The location for the conference was quirky but fascinating – an old train station was converted to a modern business and conference center, with plenty of space for individual panels, workshops and large presentations.
The two tracks running concurrently at the conference were both very interesting. Unfortunately, we couldn’t be everywhere at once.
The ethical aspects of handling user data were presented and discussed by a variety of thought leaders, including university professors, scientists and ethicists.

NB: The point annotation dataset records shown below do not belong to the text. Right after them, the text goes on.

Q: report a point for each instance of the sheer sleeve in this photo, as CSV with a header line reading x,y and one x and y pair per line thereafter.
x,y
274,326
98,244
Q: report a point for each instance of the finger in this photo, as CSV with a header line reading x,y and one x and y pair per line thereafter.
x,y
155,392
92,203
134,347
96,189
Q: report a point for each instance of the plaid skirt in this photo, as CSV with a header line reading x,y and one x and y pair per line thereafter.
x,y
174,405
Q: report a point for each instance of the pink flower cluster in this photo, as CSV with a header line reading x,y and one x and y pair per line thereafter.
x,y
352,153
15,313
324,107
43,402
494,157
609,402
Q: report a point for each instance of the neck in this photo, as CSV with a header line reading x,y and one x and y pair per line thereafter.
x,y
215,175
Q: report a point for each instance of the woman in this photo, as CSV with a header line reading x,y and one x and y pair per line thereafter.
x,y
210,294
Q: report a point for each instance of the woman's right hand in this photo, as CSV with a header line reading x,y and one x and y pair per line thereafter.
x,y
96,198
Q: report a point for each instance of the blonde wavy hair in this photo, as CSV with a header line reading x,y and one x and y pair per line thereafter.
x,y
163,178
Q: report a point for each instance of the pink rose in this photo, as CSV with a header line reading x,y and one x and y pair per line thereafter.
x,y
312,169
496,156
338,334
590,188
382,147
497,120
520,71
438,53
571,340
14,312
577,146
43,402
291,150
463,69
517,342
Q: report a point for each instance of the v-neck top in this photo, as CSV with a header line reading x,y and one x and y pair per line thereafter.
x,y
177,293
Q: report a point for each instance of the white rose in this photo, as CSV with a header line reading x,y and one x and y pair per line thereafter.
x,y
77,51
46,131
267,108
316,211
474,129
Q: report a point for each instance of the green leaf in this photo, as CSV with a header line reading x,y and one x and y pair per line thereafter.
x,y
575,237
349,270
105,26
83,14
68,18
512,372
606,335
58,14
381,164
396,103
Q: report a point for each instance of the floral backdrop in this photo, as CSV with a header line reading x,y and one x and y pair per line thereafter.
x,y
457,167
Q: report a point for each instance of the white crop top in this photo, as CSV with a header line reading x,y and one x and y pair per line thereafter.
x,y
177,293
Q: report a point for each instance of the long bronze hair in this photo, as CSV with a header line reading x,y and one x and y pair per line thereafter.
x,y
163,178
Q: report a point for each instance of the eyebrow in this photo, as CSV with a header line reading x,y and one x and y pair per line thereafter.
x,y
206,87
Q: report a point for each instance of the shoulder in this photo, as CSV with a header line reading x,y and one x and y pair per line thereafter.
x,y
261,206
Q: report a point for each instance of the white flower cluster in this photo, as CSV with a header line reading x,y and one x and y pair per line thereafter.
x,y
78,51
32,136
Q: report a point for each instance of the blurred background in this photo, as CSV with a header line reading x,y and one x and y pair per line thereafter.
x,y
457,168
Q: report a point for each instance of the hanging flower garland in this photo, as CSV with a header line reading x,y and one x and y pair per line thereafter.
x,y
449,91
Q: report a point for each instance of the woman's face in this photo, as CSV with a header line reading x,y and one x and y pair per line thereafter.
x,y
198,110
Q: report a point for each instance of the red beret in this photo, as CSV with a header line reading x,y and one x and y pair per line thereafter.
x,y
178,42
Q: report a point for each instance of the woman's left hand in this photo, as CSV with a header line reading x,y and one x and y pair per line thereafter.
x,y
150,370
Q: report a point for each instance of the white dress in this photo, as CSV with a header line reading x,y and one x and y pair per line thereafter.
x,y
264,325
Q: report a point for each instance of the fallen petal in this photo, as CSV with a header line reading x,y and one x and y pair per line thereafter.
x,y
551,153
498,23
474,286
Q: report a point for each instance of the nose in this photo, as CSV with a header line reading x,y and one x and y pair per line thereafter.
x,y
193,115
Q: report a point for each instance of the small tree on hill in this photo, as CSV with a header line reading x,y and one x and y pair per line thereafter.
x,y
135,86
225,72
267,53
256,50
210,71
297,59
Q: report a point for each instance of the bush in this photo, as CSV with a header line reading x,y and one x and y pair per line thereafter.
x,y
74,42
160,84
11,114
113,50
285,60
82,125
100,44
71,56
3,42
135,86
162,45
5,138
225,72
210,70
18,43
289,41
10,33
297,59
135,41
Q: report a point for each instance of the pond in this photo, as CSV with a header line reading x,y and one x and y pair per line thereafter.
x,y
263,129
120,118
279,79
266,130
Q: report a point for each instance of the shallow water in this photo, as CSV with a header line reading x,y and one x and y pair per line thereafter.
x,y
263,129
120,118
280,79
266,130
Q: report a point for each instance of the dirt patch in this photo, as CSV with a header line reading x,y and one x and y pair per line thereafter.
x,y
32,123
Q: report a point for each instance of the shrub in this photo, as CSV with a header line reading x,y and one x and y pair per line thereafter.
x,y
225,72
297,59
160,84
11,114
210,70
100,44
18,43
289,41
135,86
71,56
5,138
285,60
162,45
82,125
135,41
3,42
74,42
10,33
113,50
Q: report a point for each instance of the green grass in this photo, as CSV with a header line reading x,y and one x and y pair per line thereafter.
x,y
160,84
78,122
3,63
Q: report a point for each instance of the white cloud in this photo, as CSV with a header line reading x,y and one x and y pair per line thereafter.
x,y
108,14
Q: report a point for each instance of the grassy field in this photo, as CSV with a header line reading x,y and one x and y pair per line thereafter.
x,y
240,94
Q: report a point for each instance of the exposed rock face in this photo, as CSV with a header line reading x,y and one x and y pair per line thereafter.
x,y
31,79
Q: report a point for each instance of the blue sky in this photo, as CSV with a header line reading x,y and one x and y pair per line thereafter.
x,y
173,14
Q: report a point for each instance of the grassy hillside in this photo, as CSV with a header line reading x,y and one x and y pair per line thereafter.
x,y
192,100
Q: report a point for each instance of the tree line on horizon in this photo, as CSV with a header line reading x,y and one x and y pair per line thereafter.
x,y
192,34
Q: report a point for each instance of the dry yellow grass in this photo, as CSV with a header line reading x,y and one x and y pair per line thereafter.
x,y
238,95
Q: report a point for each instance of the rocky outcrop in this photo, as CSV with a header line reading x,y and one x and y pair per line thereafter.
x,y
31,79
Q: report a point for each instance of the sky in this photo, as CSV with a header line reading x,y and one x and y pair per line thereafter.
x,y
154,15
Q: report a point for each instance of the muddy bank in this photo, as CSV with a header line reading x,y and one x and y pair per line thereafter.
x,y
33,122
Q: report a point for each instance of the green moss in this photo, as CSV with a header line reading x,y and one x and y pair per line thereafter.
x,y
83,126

They looked into the future, focusing on how we should manage privacy around artificial intelligence, and asking the question “How can we ensure ethical coding practices?”
In the second track, a range of privacy tech companies presented solutions detailing how they handle privacy and user data.

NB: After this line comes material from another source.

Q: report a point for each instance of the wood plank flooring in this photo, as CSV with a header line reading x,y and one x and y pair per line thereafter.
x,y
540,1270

Brian Schildt’s talk on Findx, private search and keeping secrets was well received, and led into a great panel discussion afterwards.
We’d like to give a shout out to our co-panelists – it was great to meet and get to talk with you, and we look forward to our future discussions!
Watch a video of our panel session where we discussed some rather tricky questions.
There were some big names attending: TomTom, Mozilla, LEGO, and many more. It’s great to see data ethics and data privacy being more carefully considered in product development and service delivery, and not just by small, independent developers. Ethical data handling practices will only become more important as we increasingly use such technology as wearables, smart devices and voice assistants.
We also had a very interesting conversation with Marc Al-Haymes from Cliqz about private browsing and European search engines, and how some websites block decent bots like the Findxbot. Read more about the Findxbot and see the list of websites we have contacted to ask to be allowed to index here.
As the name of the conference indicates, the topic was how we, as a society, handle ethics when it comes to the use of data. Many privacy tech companies attended, and a number of thought leaders were there. Daniel Kaplan from Next-Generation Internet Foundation (FING), Evelyn Ruppert, Professor of Sociology at Goldsmiths and John C Havens from the IEEE Global Initiative for Ethical Considerations in Artificial Intelligence and Autonomous Systems (IEEE), all talked about the organization’s work with Gry Hasselbalch and Katryna Dow.
We are looking forward to next year’s conference!